Member of the European Parliament Patryk Jaki posted a video on social media in which he responds to Prime Minister Donald Tusk’s statement that critics of the SAFE program want Polexit. MEP Jaki refers to data from the American polling company Atlas Intel, according to which 46 percent of Poles view the European Union negatively, and 26 percent want to leave it. Who is responsible for this? Jaki has his own suspicions.
The dispute over the Poles’ attitude toward the European Union has taken on a new dimension. MEP Patryk Jaki from the Law and Justice party published a recording in which he directly responds to the words of Prime Minister Donald Tusk, who stated that critics of the EU SAFE loan want Polexit and, as quoted by Jaki, want to “blow up the European Union.”
The MEP refers to the results of an Atlas Intel survey. According to these data, 46 percent of Poles have a negative opinion of the European Union, and 26 percent want Poland to leave the bloc. Jaki emphasizes that these are the highest figures in history.

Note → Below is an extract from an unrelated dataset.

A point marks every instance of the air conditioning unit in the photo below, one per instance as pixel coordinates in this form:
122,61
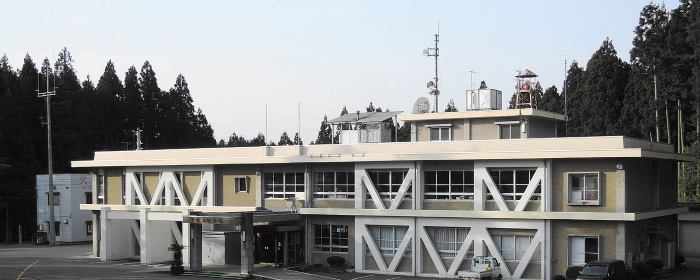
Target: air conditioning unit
484,99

Who is spreading Euroscepticism?
According to MEP Jaki, responsibility for the growing euroscepticism in Poland lies not with the political right, but with Tusk himself and his “political family” in Brussels. As evidence, he lists some major decisions taken by the European political grouping associated with the prime minister: climate policy, the migration pact, the ban on the sale of internal combustion engine cars, the buildings directive, conditionality mechanisms, the Turów mine dispute, and voting in favor of the idea that “men can give birth to children.”
“Euroscepticism is not being built by sensible Poles who, contrary to propaganda, see the flaws of the European Union, but by Tusk and his team in Brussels, who have turned a good project into a caricature,”
Jaki stated.
The MEP emphasizes that Poland, as one of the fastest-developing economies and one of the safest countries in the Union, has every right to formulate proposals for changes within the community without being labeled as a supporter of Polexit.